「冬の時代」が続く日中関係

 メディアの選挙予測通りに高市自民党が圧勝すると、日中関係は改善しないだろう。

 2010年9月に、尖閣諸島で中国漁船と海上保安庁の船が衝突し、漁船の船長が逮捕され、日中関係が緊張した。しかし、年末には日中首脳会談が行われ、関係改善へと向かった。ちなみに、この年、GDPで、日本は中国に抜かれ、世界第3位に転落した。

 2012年9月、日本政府が尖閣諸島を国有化したために、日中関係が悪化した。この年は、日中国交正常化40周年の節目であったが、中国各地で反日デモが起こり、日本製品がボイコットされた。

 この年11月には、習近平が政権に就き、12月には総選挙で勝った安倍が首相になった。

 その後も日中関係の緊張は続いたが、2017年に両国は関係改善の方向に舵を切り、2018年には安倍が訪中した。安倍の政権が長期政権となったためである。それでも、関係改善までには5年が必要だったのである。
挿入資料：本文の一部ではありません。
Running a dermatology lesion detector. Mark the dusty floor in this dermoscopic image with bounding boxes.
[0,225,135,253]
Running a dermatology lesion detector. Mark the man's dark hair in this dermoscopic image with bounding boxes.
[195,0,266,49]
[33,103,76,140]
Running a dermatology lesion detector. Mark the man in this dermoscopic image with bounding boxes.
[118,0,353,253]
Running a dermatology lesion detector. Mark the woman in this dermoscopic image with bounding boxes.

 今回の日中対立は、いつまで続くのか。高市政権が選挙で勝てば、今の習近平の姿勢では、何年続くか分からない。2027年には3期目の任期を終えるが、その後も続投する構えである。

 しかも、15年前とは日中の力関係が変化しており、中国の対日依存度は大きく低下している。今回、日本製品のボイコット運動が起きないのは、中国人がもう日本製品は買っていないからである。自動車が典型的だが、中国製のEVが席巻している。AIなどの最先端技術でも、日本は大きく遅れをとっている。

 レアアースの輸出が規制されれば、日本経済は回らない。南鳥島沖の海底からレアアースを含む泥を採取するのに成功したと喜んでいるが、すぐに実用化が可能なわけではない。

 極論すれば、日本は中国なしには生き残れないのに、中国はそうではない状況になっている。この冷酷な事実を直視して、対中関係の再構築をせねばならないが、高市にそれは可能だろうか。